Sometimes my hands and fingers ache. And then there’s the natural hazard of pine needle weaving: the needles’ propensity to break into tiny slivers that slip under tender skin. I’ve become an expert at splinter removal.
My family complains. Everywhere they sit pine needles poke through pillows and cushions. The needles weave themselves into the carpet and attach themselves to clothes.
But for me working with pine needles is a meditation, from picking up the fallen needles to stitching, hour after hour, day after day, week after week until after 50 to 100 hours I have something I feel is complete.

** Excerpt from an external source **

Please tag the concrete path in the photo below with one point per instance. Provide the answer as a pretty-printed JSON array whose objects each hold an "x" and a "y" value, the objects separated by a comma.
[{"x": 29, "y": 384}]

Sometimes I sell my baskets. I’m now in a cooperative gallery in Savannah. I watch people come in and walk past my work. Sometimes they’ll stop to look, and sometimes someone is moved enough to buy a piece.
I’ve been a writer for most of my adult life first as a reporter, then a feature writer, and now, almost exclusively, as an essayist. I’m not surprised that weaving also has become important in my life. The parallels are obvious.
I wanted to write about these parallels and how both writing and weaving move in and out of my life but I couldn’t do it. The words, the story, weren’t coming together.
There was a time when I’d fight with my writing like an obstinate teenager. I’d struggle with the words, trying to shape them to my will. But weaving has helped me slow down and to trust the process. I know that the other story I want to write will come. Today, however, it had somewhere else to go.